3. Une majorité des modifications apportées par la Loi visant à renforcer la justice militaire pour la défense du Canada qui fut sanctionnée le 19 juin 2013 mais qui, étrangement, ne sont toujours pas en vigueur vont finalement voir le jour sous peu. A titre d’exemple, ceci comprend les dispositions suivantes qui seront mises en vigueur:

a.La loi introduit trois nouveaux types de peine; l’absolution inconditionnelle, les peines discontinues et les ordonnances de dédommagement.

i. En examinant l’intérêt de l’accusé et l’intérêt public, la cour martiale pourra dorénavant absoudre inconditionnellement un accusé reconnu coupable d’une infraction pour laquelle il n’y a pas de peine minimale ou de peine maximale de 14 ans et plus.

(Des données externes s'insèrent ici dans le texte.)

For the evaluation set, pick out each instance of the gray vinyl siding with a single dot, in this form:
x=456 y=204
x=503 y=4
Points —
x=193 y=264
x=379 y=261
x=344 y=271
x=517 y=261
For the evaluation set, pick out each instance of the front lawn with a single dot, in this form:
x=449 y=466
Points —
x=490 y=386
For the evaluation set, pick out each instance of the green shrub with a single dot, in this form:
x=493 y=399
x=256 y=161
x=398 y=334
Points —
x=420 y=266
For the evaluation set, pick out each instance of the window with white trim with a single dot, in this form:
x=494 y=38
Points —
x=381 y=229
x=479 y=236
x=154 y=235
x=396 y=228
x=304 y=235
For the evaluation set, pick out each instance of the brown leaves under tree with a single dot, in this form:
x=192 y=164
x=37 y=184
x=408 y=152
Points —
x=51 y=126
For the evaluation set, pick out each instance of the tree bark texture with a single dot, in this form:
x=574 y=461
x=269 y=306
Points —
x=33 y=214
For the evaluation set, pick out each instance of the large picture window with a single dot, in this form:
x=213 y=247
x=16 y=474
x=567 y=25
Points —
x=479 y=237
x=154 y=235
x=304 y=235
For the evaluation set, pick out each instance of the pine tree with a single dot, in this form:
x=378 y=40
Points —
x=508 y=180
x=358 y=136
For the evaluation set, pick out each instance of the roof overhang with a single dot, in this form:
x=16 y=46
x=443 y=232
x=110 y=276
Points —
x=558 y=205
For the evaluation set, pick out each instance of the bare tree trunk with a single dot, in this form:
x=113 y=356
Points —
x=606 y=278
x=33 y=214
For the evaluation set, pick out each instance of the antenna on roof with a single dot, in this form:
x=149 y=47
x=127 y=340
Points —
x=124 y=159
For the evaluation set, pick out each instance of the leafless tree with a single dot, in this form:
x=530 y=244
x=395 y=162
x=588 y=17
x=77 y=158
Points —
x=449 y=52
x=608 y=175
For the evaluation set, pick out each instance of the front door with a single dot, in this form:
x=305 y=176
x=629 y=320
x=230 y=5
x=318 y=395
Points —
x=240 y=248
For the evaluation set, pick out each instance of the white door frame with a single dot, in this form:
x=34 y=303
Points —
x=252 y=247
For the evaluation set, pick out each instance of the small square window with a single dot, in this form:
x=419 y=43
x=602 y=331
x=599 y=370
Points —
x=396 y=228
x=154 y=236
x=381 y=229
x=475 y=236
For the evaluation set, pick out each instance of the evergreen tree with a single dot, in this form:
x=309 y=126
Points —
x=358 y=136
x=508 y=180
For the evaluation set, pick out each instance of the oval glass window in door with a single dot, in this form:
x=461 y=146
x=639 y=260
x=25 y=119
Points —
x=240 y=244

ii. La cour martiale pourra dorénavant ordonner à un contrevenant de purger sa peine d’emprisonnement de façon discontinue, ce qui signifie fréquemment la fin de semaine. Sans cette possibilité, un réserviste devant purger une peine d’emprisonnement ou de détention risquerait de perdre son emploi dans le secteur civil.

iii. La cour martiale pourra dorénavant imposer des ordonnances de dédommagement à un contrevenant. Cette ordonnance obligera le contrevenant à verser à la victime une somme couvrant les dommages matériels, corporels et psychologiques subis par suite de l’infraction.

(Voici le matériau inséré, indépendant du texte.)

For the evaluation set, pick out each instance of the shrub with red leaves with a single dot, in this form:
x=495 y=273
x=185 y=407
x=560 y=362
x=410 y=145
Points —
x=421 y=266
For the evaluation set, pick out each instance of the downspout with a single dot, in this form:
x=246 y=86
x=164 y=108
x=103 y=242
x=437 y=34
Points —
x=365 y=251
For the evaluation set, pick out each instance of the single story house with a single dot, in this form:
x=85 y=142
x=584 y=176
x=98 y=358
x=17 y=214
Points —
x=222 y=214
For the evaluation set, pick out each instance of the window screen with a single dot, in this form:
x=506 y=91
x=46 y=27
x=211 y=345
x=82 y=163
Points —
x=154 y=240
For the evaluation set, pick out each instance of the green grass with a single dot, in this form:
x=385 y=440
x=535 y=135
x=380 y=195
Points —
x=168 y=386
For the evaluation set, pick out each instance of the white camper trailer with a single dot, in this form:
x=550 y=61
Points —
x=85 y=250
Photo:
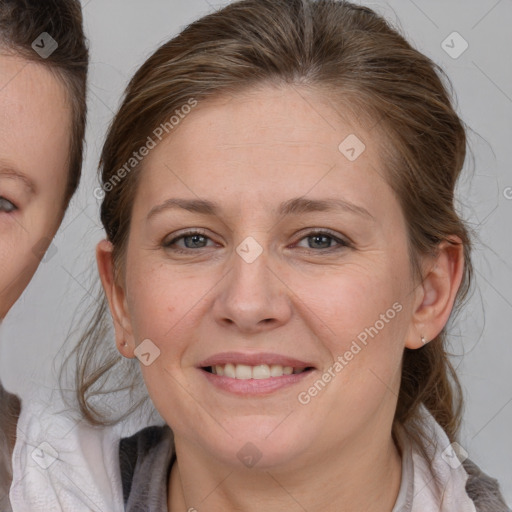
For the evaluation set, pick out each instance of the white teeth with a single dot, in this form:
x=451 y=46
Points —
x=229 y=371
x=261 y=371
x=242 y=371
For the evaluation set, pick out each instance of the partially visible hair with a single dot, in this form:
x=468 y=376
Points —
x=353 y=57
x=21 y=23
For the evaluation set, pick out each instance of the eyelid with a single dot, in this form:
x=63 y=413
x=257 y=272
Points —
x=14 y=207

iv. Avant de déterminer la peine à infliger à un contrevenant ou pour décider si celui-ci devrait être absous inconditionnellement, la cour martiale prendra en considération la déclaration de toute victime sur les dommages ou les pertes qui lui ont été causés par la perpétration de l’infraction. Sur demande de la victime, la cour martiale lui permettra de lire sa déclaration ou d’en faire la présentation de toute autre façon qu’elle juge indiquée.

b. Le délai de prescription pour les périodes civiles passe de six (6) mois à deux ans pour intenter une action contre le gouvernement pour un acte, une négligence ou un manquement concernant l’application de la loi sur la défense nationale ou de ses règlements. Cette prolongation du délai de prescription le rend conforme à ceux existants dans la grande majorité des juridictions civiles au Canada.

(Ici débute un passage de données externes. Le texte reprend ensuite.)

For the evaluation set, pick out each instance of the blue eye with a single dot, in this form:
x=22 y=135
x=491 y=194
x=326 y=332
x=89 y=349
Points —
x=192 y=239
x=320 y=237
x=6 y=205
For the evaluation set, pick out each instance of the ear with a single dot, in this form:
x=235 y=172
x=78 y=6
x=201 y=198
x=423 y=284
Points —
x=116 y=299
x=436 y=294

Pris dans son ensemble, le tiercé annoncé par Madame la commodore Bernatchez et son état-major et approuvé par le gouvernement Trudeau constitue un véritable tour de force longuement attendu. Faire accepter une telle vague de réforme du système judiciaire militaire par la haute hiérarchie militaire est le fruit d’un leadership transformationnel capable d’insuffler une direction claire et audacieuse et un changement de fond au plan de l’organisation de la justice et de la discipline militaire et c’est tant mieux pour nos braves militaires et leurs familles. Bravissimo.»